His wife, writer Deborah Baker, was away in Virginia taking care of her father. And his children were probably busy with their own lives.
He was affected, he says, like many of us, even till today, by a kind of bewildering COVID-induced 'fugue-like state' -- that's a colourful, crazy dissociative amnesia where memory, identity and time are at war with each other.
In this eerie situation of discombobulation Ghosh forged ahead writing his 17th book, The Nutmeg's Curse: Parables for a Planet in Crisis, which released October 14.
Even if his feet were unnaturally still, like a modern-day William Wordsworth, Ghosh's inward eye was breathlessly hyperactive, busy travelling, roaming.
Landscapes were constantly changing. So were the eras.
Mentally he was flitting, in the manner that a hummingbird travels from flower to flower, between Indonesia and Connecticut and North Dakota, Odisha and Bowerchalke, Wiltshire, England, in different centuries.
The epicentre of Ghosh's book moved from the sunny isles of falling-off-the-map volcanic Banda, the picturesque nutmeg capital of the world in the Indian Ocean, to Brazil's lush province of Amazonia, while, outside his window, New York was the epicentre of the pandemic and corpses were piling up in refrigerated trucks adjacent to Brooklyn's busiest hospitals.
History raged inside Ghosh's head. While an epidemic raged beyond his doors.
Both situations happened to be intensely sad. Tragic. And smelled of death. Despair too.
In The Nutmeg's Curse, Kolkata-born, Doon School and St Stephen's - educated Ghosh, 65, traces and catalogues the unbelievably horrid sins of colonial explorers and conquerors of various nationalities, who sailed away from their homes or native countries to take over the world.
Their escapades might have sounded brave and adventurous to those who sent them off on these missions, some of them religious, in a flurry of petals; the stuff of those epic poems with gazillions of stanzas singing proud praise.
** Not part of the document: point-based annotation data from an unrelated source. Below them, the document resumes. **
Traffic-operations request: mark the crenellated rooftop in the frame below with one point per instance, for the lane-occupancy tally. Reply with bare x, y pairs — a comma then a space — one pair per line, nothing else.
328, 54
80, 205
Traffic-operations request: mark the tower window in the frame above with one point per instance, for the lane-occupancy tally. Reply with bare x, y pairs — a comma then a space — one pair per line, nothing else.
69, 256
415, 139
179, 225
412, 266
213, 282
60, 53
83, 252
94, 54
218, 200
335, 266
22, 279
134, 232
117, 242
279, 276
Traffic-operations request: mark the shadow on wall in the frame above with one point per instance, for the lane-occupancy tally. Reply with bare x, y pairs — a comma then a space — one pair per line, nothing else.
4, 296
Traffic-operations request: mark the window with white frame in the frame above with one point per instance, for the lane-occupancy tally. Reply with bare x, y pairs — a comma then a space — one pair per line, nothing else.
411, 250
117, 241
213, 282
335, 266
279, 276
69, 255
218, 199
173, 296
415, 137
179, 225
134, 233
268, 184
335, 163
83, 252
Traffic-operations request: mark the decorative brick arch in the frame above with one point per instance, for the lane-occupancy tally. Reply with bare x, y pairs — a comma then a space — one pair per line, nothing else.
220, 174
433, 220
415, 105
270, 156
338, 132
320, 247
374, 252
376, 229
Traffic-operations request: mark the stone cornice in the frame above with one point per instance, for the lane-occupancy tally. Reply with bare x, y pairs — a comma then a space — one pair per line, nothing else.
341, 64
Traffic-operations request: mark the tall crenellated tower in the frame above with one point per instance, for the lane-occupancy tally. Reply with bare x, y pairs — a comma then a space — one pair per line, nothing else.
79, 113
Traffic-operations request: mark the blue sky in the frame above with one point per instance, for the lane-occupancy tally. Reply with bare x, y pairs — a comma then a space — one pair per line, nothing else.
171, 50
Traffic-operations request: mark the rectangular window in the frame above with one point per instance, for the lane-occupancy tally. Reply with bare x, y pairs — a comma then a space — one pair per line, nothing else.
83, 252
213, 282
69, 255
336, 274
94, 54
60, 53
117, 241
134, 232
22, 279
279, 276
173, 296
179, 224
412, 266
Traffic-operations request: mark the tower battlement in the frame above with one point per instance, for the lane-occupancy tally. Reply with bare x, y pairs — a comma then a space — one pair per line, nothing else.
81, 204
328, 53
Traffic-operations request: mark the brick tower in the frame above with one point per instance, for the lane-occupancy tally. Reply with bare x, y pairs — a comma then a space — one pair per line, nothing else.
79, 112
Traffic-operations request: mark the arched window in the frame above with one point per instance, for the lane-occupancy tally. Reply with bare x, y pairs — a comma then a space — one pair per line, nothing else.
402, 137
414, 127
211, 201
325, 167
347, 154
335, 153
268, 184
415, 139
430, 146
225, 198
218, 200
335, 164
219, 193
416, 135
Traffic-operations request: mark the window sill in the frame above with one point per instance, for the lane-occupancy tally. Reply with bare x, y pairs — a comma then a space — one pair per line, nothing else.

The names of leaders and conquistadors like Ferdinand Magellan, Cecil Rhodes, Vasco de Gama, Christopher Columbus, Francis Xavier, Kit Carson, Jan Coen, Francisco Pizarro, Robert Clive, Hernan Cortes, Panfilo de Narvaez, George Custer, John Mason have always conjured up visions of majestic, courageous men with ramrod straight backs, puffed chests and upright mien, for whom statues have been erected here and there.
But in reality, many of these explorers were petty people, with too much ambition, zero empathy, ready to disrespect any new environment they encountered on their travels. Men, who, we would now recognise, worked out their sociopathy, toxic masculinity and personality disorders through greedy pillage and murderous exploits in new places.
Disrespect is a powerful, nay, loaded word in Ghosh's lexicon in The Nutmeg's Curse.
Disrespect of people and animals leads to Disrespect of environment and then to Disrespect of the earth as a whole.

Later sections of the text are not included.